Fortified Region

Fortified Region

 

a zone or section of ground with permanent and field fortifications, various types of obstacles, and a system of fire; also, a garrison of special forces designated for independent actions or joint actions with field forces.

Fortified regions were established to cover sections of a country’s border, operationally and strategically important axes or installations, and political and industrial centers. They were first built after World War I to replace the obsolete system of fortresses. Permanent fortified regions had a system of strong, intricate, reinforced-concrete, and armored fortifications with special artillery and machine-gun emplacements. Field fortified regions consisted primarily of earth-and-stone and earth-and-timber structures adapted to the regular weapons of field forces.
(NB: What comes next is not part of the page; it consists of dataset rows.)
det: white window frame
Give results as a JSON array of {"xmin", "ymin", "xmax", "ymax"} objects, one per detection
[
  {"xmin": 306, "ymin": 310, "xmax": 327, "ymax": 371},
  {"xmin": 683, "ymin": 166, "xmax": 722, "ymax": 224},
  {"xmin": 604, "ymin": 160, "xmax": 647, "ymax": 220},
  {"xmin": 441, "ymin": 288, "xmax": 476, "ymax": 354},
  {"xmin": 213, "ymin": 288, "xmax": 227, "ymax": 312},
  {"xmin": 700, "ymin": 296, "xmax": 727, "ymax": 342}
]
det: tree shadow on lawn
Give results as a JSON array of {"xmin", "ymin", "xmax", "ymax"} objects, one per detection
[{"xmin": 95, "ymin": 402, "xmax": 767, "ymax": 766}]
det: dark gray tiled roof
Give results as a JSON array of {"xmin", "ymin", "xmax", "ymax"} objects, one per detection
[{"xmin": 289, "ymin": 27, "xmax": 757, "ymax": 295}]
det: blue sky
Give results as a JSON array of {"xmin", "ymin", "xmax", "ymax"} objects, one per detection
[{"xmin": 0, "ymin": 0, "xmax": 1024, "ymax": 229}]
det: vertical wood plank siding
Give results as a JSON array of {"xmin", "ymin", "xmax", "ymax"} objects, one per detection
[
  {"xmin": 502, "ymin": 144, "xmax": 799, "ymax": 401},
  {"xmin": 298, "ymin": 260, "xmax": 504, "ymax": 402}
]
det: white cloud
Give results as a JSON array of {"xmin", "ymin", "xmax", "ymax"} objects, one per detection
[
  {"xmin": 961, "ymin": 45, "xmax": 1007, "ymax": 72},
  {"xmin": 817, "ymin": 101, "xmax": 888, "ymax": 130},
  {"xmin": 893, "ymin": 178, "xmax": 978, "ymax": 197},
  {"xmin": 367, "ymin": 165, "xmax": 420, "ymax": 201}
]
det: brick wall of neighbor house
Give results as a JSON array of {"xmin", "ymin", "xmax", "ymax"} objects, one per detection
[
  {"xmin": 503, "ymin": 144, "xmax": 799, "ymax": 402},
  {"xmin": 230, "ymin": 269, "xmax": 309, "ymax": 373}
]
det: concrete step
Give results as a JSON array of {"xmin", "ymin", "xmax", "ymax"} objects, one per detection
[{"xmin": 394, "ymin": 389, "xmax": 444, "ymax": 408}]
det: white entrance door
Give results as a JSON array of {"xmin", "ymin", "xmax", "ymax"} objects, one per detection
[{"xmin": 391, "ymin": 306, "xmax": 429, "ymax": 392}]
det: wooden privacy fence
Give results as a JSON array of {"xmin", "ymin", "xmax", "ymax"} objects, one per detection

The theory of the fortified region was developed in various works by the Soviet military engineers F. I. Golenkin, S. A. Khmel’kov, N. I. Kokhanov, and others, as well as those of foreign authors, such as F. Kühlmann. The first field fortified regions were built by the Red Army during the Civil War of 1918–20 to cover the approaches to Moscow, Petrograd, Samara, and other important and industrial centers.

Prior to World War II, fortified regions were established in France, Germany, Finland, and elsewhere as part of fortified frontiers (seeMAGINOT LINE, SIEGFRIED LINE, and MANNERHEIM LINE). In the USSR, 24 fortified regions were built along the country’s western borders in the 1930’s to cover important axes and strategic regions. At the beginning of the Great Patriotic War of 1941–45, some of the Soviet fortified regions, such as the Karelian, Korosten’, and Kiev regions, played an important part in the frontier battles of 1941 and the defenses of Leningrad and Kiev.

REFERENCES

Kokhanov, N. I. Inzhenernaia podgotovka gosudarstv k oborone. Moscow-Leningrad, 1928.
Khmel’kov, S. A., and N. I. Ungerman. Osnovy i formy dolgovremennoifortifikatsii. Moscow, 1931.
Shperk, V. F. Istoriia fortifikatsii. Moscow, 1957.